After just over a month of consultation, the South Australian Royal Commission in to the nuclear fuel cycle officially began yesterday, with Commissioner Kevin Scarce formally appointed and the terms of reference announced.
Like the draft terms of reference, they are intentionally broad, and while Commissioner Scarce will ultimately be calling the shots from now on, the state’s Premier Jay Weatherill assured the public there will be strong community consultation.
The commission will take a no-holds barred look at the potential for expansion in all areas of the nuclear fuel cycle, including exploration, extraction and milling of uranium, further processing and manufacture, electricity generation, and the management, storage and disposal of nuclear waste.
The terms of reference instruct the Commissioner – a former Rear Admiral, Governor of South Australia and now Chancellor of Adelaide University – to consider the economic, environmental and community (including Aboriginal community) impacts of those aspects of the nuclear fuel cycle.
Commissioner Scarce will draw on independent experts with legal, financial, economic and technical expertise to conduct the inquiry, some of whom will be provided by the federal government.

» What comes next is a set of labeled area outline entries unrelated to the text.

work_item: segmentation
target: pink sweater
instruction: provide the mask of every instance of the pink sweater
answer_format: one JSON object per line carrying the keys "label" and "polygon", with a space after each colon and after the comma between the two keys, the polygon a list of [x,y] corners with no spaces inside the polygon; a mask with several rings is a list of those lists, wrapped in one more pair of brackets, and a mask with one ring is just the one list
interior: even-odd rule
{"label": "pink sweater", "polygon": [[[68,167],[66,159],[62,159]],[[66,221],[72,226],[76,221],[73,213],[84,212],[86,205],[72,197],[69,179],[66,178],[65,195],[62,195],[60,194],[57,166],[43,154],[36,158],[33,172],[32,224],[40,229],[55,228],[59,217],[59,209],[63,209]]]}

Yesterday, when questioned by media about discussions over a potential nuclear waste repository in South Australia, Weatherill said the Commonwealth government is “very supportive” of the Royal Commission.
“We have been talking about this nuclear waste repository for a very long period of time,” Weatherill said.

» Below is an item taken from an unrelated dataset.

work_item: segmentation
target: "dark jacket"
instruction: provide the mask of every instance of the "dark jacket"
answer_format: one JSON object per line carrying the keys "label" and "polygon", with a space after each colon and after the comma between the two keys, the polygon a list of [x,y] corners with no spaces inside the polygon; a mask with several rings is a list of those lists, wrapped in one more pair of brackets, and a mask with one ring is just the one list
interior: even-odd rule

“I know the Commonwealth are anxious, obviously, to act on that but I don’t think it should lead to the unnecessary truncation of the process of reaching this deliberation that I think’s necessary for South Australia.
“But they’re all things that can be weighed up by the Royal Commissioner.”

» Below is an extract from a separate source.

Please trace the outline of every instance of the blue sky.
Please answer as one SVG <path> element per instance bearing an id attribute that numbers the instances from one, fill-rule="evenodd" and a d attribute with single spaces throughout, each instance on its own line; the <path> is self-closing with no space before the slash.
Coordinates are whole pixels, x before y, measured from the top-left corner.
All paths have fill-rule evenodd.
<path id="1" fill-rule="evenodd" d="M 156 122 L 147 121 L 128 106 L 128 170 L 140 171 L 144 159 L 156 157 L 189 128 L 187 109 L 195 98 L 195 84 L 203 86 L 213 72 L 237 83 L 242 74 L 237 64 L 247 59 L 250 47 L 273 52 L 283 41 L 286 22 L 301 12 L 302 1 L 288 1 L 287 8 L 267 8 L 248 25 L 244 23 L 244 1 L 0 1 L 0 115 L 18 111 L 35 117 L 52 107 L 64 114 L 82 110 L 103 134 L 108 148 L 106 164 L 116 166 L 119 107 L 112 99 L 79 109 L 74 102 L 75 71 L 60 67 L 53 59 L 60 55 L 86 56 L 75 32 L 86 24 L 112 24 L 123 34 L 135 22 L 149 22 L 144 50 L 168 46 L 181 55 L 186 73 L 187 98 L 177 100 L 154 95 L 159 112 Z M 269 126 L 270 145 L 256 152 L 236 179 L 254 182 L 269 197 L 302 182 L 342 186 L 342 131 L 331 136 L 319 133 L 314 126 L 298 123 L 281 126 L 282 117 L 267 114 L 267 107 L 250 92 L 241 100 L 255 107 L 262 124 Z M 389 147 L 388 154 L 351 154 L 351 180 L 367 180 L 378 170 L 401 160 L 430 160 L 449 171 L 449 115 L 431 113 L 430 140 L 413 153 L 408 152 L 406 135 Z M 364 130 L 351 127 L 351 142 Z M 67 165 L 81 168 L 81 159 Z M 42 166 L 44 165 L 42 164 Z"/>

Some – including federal Greens Senator Scott Ludlam – have raised serious concerns about the historical affects of nuclear waste dumps on Aboriginal communities.
Federal Labor leader, Bill Shorten, also appears cold on the issue.
The Labor party’s traditionally anti-nuclear stance seems to be fracturing, with Shorten failing to declare support for the inquiry publicly, and Weatherill dodging questions on the matter.
In another, similarly disparate Labor move, the newly minted Queensland government announced it will re-instate a ban on uranium mining in that state over the weekend.
Weatherill says he doesn’t believe the matter will be debated at the Labor Party’s upcoming national conference “because we won’t have had a settled position by the time of the conference”.
The Australian Labor Party maintains a very cautious position on the nuclear industry although during the reign of the Gillard government, in 2011, delegates at the National Conference did vote to allow the sale of uranium to India, which has not signed the Nuclear Non-Proliferation Treaty.
“If we do have a settled position and it does require us to change our party’s position then that’s the occasion when it would need to be advanced,” Weatherill said.
Many of the submissions in the lead-up to the terms of reference being set highlight the significant dangers associated with nuclear power, but there has also been a strong academic and political show of support.
Supporters of nuclear power say it holds the key to a low – or no – carbon future and the arguments advanced against it are often based on outdated science.
However, a recent hearing of the Select Senate Committee on Treaties highlighted that the dangers of nuclear can be political too, with two highly regarded experts criticising a deal the Abbott government has negotiated with India.
Although the deal has not yet been ratified, both experts argued the deal would not prevent Australian uranium exports from ending up as part of India’s arms race with neighbouring Pakistan.
“You cannot play fast and loose with nuclear weapons,” the previous head of the Nuclear Safeguard Branch in the Department of Foreign Affairs and Trade, Ronald Walker, reminded the Abbott government.
He expressed concern that “the text is open to the interpretation that Australia has given its consent in advance to high-level enrichment” – which can have military uses – “unconditionally”.
Another expert, John Carlson, the former Director General of the Australian Safeguards and Non-proliferation Office, warned that India was not properly regulated by International Atomic Energy Agency safeguards because it can move nuclear materials between regulated and unregulated civilian and military facilities.
Despite the issues associated with nuclear energy, South Australia’s Premier – himself a formerly outspoken opponent of the industry – says it’s time for an informed public debate.
“I am desperately worried about the sort of world I am going to leave my children,” Weatherill said shortly after announcing the inquiry.
“I am gravely concerned about the threat of climate change.
“I see large, populous countries seeking to industrialise their economies and them polluting our atmosphere at a rate which is only going to hasten the climate change which is threatening our world.”
And while he remains concerned, he has called for open-minded public engagement with the Royal Commission.
“Really it’s about engaging the community in the deepest possible way,” Weatherill said.
“I don’t think it’ll have the formalities of a Royal Commission we might’ve been familiar with seeing, with QCs and lines of books and somebody sitting in a courtroom.
“There may be some of that, but for the most part it will be an information gathering exercise.
“I think you’ll see lots of public forums and the publication of papers that people can respond to,” Weatherill said.
The Royal Commission is required to report “as soon as practicable” but no later than 6 May 2016, although Weatherill has stressed that dramatic advances in to the nuclear fuel cycle are likely a ways off.